The Department of Justice lawyer, Brett A. Shumate, insisted that the US trade deficit is a more extensive component of the "balance of international payments" and constitutes a "large and serious" international payment problem, and that this judgment falls within the president's "discretionary power" and is not subject to court review. However, this argument was almost immediately met with repeated questioning by the judges.
Can laws from the gold standard era be applied today?
The plaintiffs further pointed out that the economic risks targeted by Section 122 are rooted in a long-gone historical context - the Bretton Woods system of the 1960s and 1970s when the US dollar was pegged to gold. At that time, foreign holders could exchange dollars for gold reserves stored in Fort Knox, Kentucky, and the dollar faced the real risk of widespread gold redemption.
Oregon lawyer Brian Marshall pointed out that the US terminated the international convertibility of the dollar to gold in 1971, and today foreign holders do not have the possibility of triggering a "run on gold." The economic risk scenario presumed by Section 122 no longer exists. He argued that the judges should interpret the president's powers based on the understanding at the time of legislation in the 1970s.
Jeffrey Schwab, legal director of the Liberty Justice Center representing small businesses, also emphasized that Congress was "to address a very specific problem" at the time, namely the specific risks brought by the gold standard, and Trump's interpretation is "very, very broad."
Stan Veuger, senior researcher at the American Enterprise Institute, along with dozens of experts, submitted a friend of the court brief supporting the plaintiffs to the trade court. He stated that the Trump administration's strategy is to "obtain the broadest legal tools possible."
Uncertainty in the timing of the ruling, new tariff system is already in progress
The outcome of this case is significant. According to The New York Times, the Supreme Court's overturning of the IEEPA tariffs in February has sparked a wave of businesses seeking refunds of the approximately $166 billion in illegal tariffs collected by the government. If the 10% tariffs in this case are also deemed illegal, the government will face new pressure to refund taxes.
The plaintiffs also expressed caution about Trump's potential strategy to evade legal restrictions. Marshall warned that if the government continues to invoke different legal provisions consecutively to keep the tariffs in place, it will create a de facto permanent tariff mechanism - "If we face a series of continuous tariffs, and tariffs are always in place, that will be a problem."
White House spokesperson Kush Desai stated in a declaration that the president is "exercising executive authority granted by the Constitution in a lawful manner," and the government will "vigorously defend the legality of the president's actions."
The panel did not reveal a timetable for the ruling at the end of the hearing.

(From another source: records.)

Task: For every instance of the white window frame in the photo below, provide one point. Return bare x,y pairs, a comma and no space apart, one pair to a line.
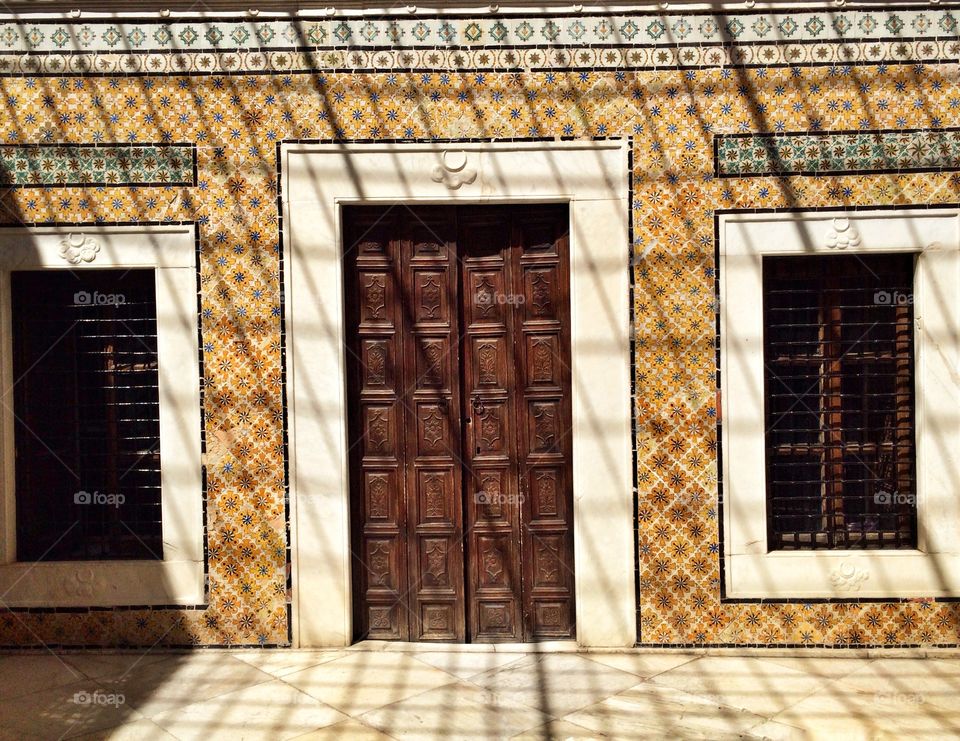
931,570
318,180
178,578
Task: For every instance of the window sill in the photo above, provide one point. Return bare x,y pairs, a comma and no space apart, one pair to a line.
101,583
894,574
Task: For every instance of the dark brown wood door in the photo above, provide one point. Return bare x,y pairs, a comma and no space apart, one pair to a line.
460,422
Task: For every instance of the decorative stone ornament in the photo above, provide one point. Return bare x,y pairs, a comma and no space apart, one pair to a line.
848,577
842,235
77,248
453,171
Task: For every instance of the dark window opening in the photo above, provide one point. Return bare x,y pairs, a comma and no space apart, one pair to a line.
87,429
839,401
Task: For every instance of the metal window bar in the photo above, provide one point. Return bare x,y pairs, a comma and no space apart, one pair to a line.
839,401
87,405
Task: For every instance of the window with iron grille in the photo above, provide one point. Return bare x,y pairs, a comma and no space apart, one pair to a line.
86,401
839,401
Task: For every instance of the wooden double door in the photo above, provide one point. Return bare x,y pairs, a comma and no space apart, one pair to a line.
460,422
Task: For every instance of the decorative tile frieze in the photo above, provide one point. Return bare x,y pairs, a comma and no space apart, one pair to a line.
488,30
493,59
59,165
836,153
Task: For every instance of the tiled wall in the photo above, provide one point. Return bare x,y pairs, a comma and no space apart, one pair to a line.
748,111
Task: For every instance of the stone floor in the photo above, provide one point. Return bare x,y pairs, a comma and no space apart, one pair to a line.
382,691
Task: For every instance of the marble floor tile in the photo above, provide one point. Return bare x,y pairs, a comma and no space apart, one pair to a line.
460,711
281,663
641,664
348,730
556,684
559,729
66,711
22,674
748,683
842,711
137,730
648,710
910,681
360,682
466,665
272,710
182,680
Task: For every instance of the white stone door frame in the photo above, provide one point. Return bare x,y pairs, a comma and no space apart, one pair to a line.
592,177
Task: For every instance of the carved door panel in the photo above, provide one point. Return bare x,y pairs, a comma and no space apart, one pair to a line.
540,265
403,383
459,384
491,486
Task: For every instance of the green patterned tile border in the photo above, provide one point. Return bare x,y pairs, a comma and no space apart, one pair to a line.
837,153
56,165
396,28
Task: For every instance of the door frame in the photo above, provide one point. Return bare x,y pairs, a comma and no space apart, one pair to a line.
592,177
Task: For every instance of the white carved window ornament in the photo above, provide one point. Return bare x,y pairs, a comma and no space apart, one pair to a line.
77,248
453,171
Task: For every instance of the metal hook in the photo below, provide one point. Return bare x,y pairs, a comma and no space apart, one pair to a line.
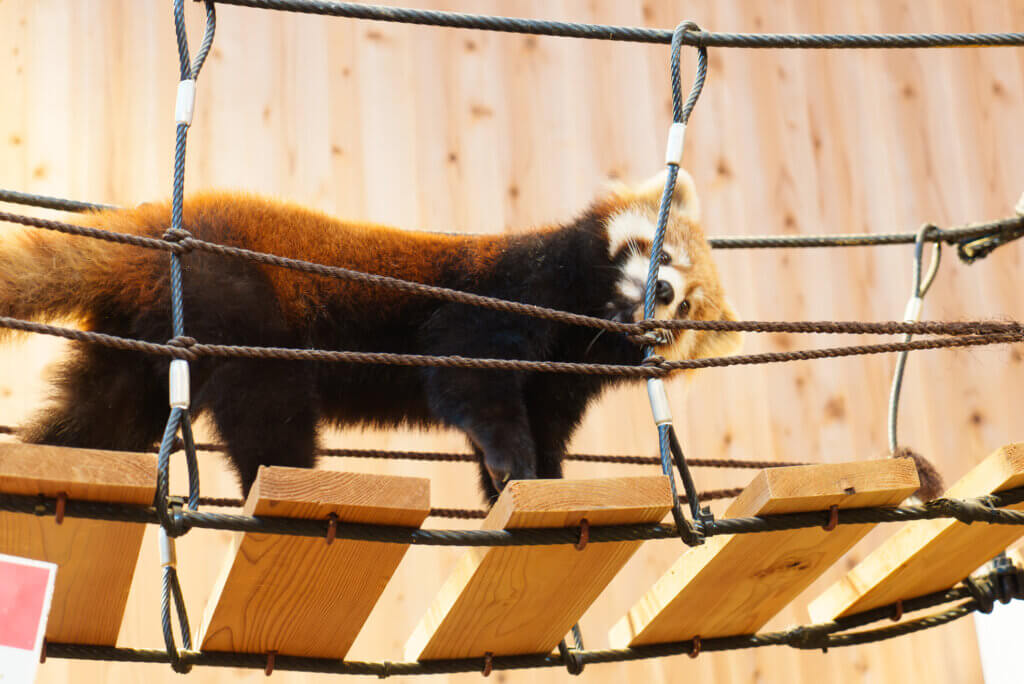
922,284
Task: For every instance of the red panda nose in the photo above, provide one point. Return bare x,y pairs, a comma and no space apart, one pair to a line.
664,293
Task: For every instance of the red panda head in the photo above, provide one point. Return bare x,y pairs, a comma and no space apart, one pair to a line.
688,283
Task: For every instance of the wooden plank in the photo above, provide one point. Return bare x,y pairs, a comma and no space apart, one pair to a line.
930,555
300,596
735,584
524,599
95,558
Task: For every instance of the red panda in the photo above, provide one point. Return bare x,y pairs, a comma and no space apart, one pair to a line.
267,412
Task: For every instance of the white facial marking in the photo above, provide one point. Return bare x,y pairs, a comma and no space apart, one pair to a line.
634,281
627,226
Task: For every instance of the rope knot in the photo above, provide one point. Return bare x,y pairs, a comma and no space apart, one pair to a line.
184,344
965,511
808,637
982,591
657,364
570,658
179,238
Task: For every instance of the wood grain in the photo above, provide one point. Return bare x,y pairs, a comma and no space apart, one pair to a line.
300,596
381,122
930,555
525,599
95,558
735,584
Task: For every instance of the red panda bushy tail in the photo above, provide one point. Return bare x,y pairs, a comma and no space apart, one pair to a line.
48,275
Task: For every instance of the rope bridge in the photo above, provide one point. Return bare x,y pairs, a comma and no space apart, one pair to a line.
176,515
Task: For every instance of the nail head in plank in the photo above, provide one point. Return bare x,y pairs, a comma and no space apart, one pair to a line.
930,555
95,558
525,599
735,584
300,596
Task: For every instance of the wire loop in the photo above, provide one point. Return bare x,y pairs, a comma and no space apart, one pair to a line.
922,284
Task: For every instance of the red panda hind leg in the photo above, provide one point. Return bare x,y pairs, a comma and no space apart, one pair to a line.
265,412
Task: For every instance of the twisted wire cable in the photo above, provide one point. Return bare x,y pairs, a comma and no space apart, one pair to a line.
631,34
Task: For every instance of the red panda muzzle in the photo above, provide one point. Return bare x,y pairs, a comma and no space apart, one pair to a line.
267,412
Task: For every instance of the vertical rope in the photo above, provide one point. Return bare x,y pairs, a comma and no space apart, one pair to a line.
168,510
922,284
668,443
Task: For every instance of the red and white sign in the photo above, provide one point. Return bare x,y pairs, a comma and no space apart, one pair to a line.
26,592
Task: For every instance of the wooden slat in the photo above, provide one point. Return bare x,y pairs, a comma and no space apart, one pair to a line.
95,558
300,596
735,584
524,599
930,555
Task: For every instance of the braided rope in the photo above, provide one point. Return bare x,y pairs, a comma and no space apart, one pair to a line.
630,34
988,509
824,635
180,241
1008,228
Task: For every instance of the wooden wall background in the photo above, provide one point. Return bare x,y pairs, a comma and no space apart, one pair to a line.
471,131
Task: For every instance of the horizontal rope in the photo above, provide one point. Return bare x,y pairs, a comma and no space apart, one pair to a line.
179,244
460,457
630,34
470,513
825,635
13,197
1011,227
196,350
987,509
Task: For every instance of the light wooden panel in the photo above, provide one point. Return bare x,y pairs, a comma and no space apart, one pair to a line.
95,558
735,584
930,555
524,599
301,596
473,131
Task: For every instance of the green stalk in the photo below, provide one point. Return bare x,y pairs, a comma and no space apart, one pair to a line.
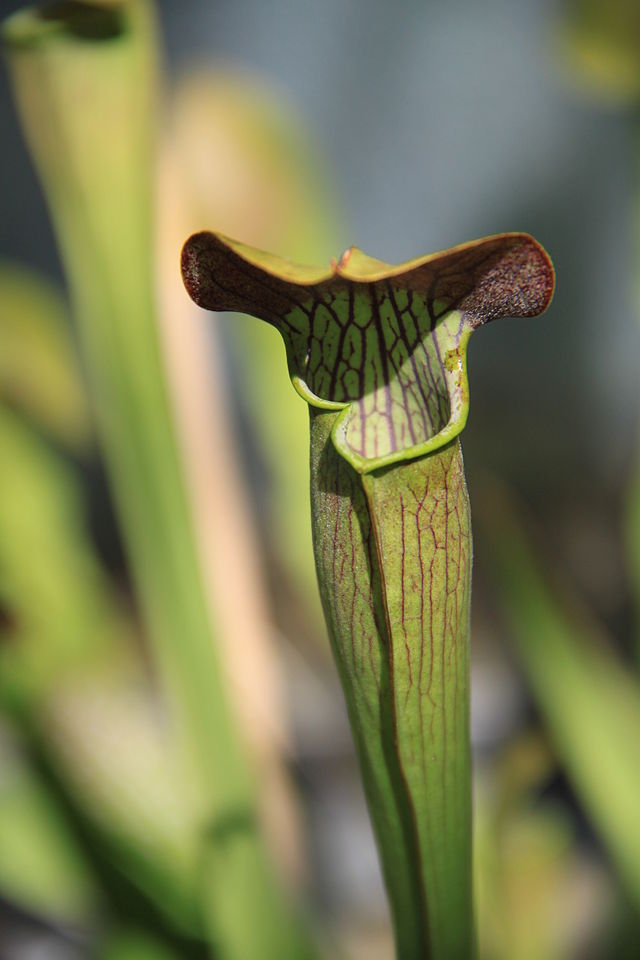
379,353
84,80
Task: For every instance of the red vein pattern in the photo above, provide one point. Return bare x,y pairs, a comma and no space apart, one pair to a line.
350,588
422,527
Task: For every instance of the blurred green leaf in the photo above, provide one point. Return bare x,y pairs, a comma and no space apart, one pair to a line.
84,77
589,701
601,42
135,945
38,364
250,167
42,867
61,610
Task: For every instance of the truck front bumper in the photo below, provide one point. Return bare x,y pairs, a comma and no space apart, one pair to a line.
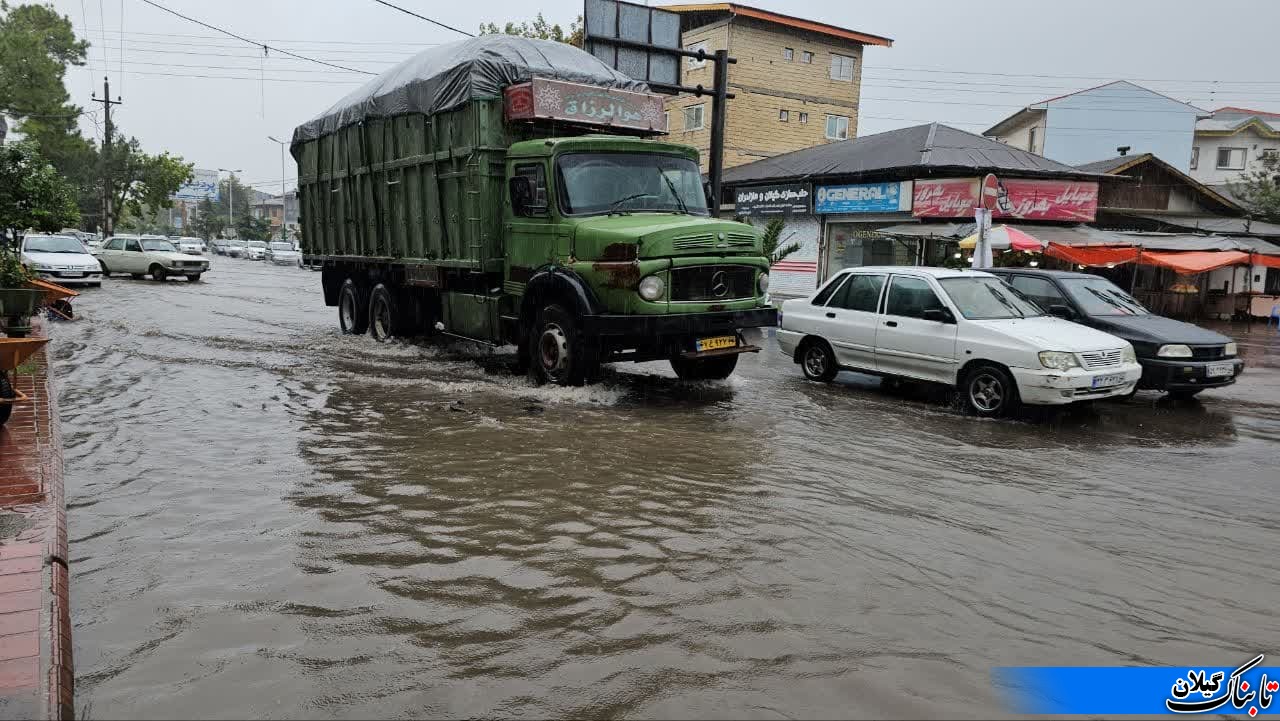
679,324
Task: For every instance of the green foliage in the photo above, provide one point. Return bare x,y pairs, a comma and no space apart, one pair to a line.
539,30
32,194
1258,191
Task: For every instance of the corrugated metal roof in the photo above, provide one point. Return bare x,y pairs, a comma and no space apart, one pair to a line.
908,151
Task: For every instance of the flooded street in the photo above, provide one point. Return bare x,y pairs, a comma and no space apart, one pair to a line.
269,519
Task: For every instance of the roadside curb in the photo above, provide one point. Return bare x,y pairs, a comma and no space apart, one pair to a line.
36,672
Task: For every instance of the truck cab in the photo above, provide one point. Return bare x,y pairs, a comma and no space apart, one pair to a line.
613,255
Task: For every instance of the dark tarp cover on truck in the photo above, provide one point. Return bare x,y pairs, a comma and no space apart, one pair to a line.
452,74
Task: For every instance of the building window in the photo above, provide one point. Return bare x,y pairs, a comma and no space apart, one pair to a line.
694,117
1230,159
841,68
837,127
694,63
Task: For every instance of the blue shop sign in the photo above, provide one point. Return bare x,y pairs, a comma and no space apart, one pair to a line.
865,197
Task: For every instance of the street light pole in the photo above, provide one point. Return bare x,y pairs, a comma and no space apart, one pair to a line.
231,195
284,201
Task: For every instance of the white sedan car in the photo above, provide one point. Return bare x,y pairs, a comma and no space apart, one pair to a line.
149,256
961,328
60,259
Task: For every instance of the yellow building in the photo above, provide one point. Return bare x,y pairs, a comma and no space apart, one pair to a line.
796,82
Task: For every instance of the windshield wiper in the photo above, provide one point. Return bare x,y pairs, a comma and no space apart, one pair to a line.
1005,301
680,204
621,200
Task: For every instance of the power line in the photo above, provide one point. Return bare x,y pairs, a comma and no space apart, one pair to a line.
425,18
264,46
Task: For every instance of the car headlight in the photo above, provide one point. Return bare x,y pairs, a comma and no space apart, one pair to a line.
1059,360
652,287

Trade lawyer Brightbill expects that the legal process may take months to reach a complete ruling, by which time the Trump administration will have moved forward with alternative tariff schemes.
According to The New York Times, Trump initially saw these comprehensive tariffs as a temporary measure to buy time, allowing the government to launch investigations into trade practices of various countries under Section 301 of the same 1974 Trade Act, and subsequently impose more targeted tariffs.
Veuger pointed out that it is "more difficult to implement tariffs on such a large scale and quickly under Section 301" and that the government invoking these provisions has a "long track record" and is relatively less susceptible to legal challenges.